The use of debentures can encourage long-term funding to grow a business. It is also cost-effective when compared with other forms of lending. Debentures usually provide a fixed rate of interest for the lender, and this has to be paid before any dividends are issued to shareholders.
What are the benefits of debentures?
The following are the advantages of debentures:
- Secured investments. Debentures provide greatest security to the investors.
- Fixed return. Debentures guarantee a fixed rate of interest.
- Stable prices.
- Non-interference in management.
- Economical.
- Availability of funds.
- Regular source of income.
What are the similarities and differences of bonds and debentures?
Bonds are backed by the asset of the issuer whereas debentures are not secured by any of the physical assets or collateral. Debentures are issued and purchased only on the creditworthiness and reputation of the issuing party. The interest rate of bonds is generally lower than debentures.
What are the types of debenture?
The major types of debentures are:
- Registered Debentures: Registered debentures are registered with the company.
- Bearer Debentures:
- Secured Debentures:
- Unsecured Debentures:
- Redeemable Debentures:
- Non-redeemable Debentures:
- Convertible Debentures:
- Non-convertible Debentures:
What are the main features of debentures?
The most salient features of Debentures are as follows:
- A debenture acknowledges a debt.
- It is in the form of certificate issued under the seal of the company (called Debenture Deed).
- It has a rate of interest & date of interest payment.
- Debentures can be secured against the assets of the company or may be unsecured.
Why do banks take debentures?
Banks and financial institutions use the debenture to secure their interests when providing any kind of finance where they believe there is a risk to them. Usually, the debenture will be registered on a fixed and floating charge basis to provide additional security for the bank or financial institution.
What does it mean when a company issues a debenture?
Debentures are instruments of debt, which means that debenture holders become creditors of the company. They are a certificate of debt, with the date of redemption and amount of repayment mentioned on it. This certificate is issued under the company seal and is known as a Debenture Deed.

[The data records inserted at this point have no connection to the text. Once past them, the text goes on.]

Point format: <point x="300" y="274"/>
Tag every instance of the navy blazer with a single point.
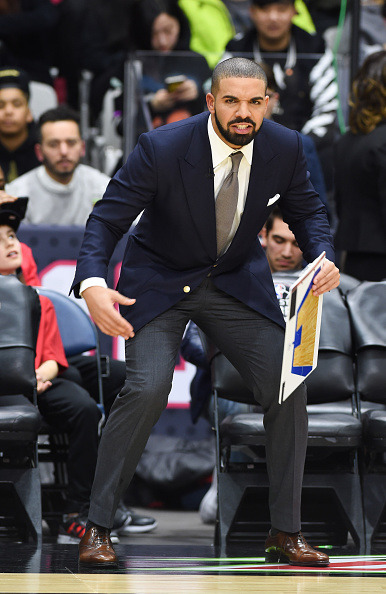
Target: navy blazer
<point x="169" y="176"/>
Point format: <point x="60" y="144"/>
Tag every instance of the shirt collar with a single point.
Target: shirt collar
<point x="220" y="150"/>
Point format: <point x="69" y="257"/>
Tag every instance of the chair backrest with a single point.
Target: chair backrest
<point x="77" y="330"/>
<point x="19" y="324"/>
<point x="333" y="379"/>
<point x="367" y="307"/>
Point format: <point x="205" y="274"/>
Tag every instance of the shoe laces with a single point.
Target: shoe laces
<point x="101" y="537"/>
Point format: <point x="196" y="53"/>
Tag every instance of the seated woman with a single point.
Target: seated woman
<point x="163" y="27"/>
<point x="172" y="81"/>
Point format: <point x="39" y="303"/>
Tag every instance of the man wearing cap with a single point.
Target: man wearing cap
<point x="307" y="85"/>
<point x="17" y="129"/>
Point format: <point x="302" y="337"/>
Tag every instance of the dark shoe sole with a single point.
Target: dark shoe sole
<point x="280" y="558"/>
<point x="99" y="565"/>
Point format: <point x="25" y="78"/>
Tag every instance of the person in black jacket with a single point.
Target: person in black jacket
<point x="360" y="175"/>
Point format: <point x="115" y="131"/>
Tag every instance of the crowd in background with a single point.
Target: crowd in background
<point x="59" y="43"/>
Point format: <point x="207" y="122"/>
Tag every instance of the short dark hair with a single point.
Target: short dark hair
<point x="368" y="94"/>
<point x="15" y="78"/>
<point x="57" y="114"/>
<point x="237" y="68"/>
<point x="273" y="215"/>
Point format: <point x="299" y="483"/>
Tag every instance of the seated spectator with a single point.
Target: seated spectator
<point x="360" y="175"/>
<point x="211" y="27"/>
<point x="281" y="248"/>
<point x="308" y="88"/>
<point x="17" y="130"/>
<point x="158" y="26"/>
<point x="78" y="376"/>
<point x="161" y="26"/>
<point x="313" y="162"/>
<point x="62" y="403"/>
<point x="25" y="34"/>
<point x="62" y="191"/>
<point x="239" y="11"/>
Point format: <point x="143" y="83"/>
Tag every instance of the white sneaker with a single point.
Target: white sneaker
<point x="208" y="505"/>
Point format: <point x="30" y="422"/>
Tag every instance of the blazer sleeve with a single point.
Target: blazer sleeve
<point x="305" y="214"/>
<point x="130" y="191"/>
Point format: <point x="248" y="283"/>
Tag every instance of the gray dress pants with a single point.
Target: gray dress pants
<point x="254" y="345"/>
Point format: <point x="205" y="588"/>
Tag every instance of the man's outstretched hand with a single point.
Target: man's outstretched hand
<point x="100" y="302"/>
<point x="326" y="279"/>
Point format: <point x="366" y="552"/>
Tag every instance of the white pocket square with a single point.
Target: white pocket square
<point x="273" y="199"/>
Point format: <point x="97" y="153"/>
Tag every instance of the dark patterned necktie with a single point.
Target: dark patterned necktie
<point x="226" y="203"/>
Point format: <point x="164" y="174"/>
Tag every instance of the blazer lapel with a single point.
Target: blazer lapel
<point x="198" y="180"/>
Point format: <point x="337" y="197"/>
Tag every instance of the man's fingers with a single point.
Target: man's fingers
<point x="100" y="302"/>
<point x="121" y="299"/>
<point x="327" y="279"/>
<point x="4" y="197"/>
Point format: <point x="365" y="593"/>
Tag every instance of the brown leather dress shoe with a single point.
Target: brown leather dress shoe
<point x="96" y="549"/>
<point x="293" y="549"/>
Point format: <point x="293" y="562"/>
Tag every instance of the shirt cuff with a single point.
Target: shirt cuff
<point x="93" y="281"/>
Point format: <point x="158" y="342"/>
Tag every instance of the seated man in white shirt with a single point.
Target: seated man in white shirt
<point x="62" y="191"/>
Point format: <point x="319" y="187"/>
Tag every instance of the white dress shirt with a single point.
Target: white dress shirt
<point x="222" y="163"/>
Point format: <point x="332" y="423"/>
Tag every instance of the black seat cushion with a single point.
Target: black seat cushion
<point x="330" y="429"/>
<point x="19" y="419"/>
<point x="374" y="424"/>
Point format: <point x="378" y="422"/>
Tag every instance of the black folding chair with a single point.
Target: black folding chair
<point x="367" y="307"/>
<point x="331" y="486"/>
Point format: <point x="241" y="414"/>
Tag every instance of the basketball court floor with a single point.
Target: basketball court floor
<point x="179" y="557"/>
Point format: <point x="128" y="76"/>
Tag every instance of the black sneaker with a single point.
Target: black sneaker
<point x="72" y="529"/>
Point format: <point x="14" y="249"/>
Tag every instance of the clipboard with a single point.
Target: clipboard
<point x="301" y="339"/>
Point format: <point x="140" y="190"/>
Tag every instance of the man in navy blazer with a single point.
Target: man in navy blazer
<point x="171" y="273"/>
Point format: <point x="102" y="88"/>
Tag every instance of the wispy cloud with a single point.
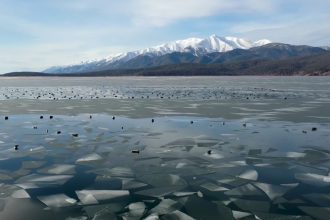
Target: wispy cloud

How is an indenture used in a debenture?
An indenture is used to document a debenture. This is the common practice for documenting other types of bonds as well. A certificate is issued to note the debenture, and the certificate is a written acknowledgment or acceptance of the debt that the company has taken on in the form of a bond.
What is a fixed charge on a debenture?
It enables the lender to secure loan repayments against the borrower’s assets – even if they default on the payment. A debenture can grant a fixed charge or a floating charge. A fixed charge is normally taken out against a tangible asset such as property.
What kind of charge can a debenture grant?
A debenture can grant a fixed charge or a floating charge. A fixed charge is normally taken out against a tangible asset such as property. It enables the lender to take ownership of the borrower’s assets and sell them off in the event of a payment default.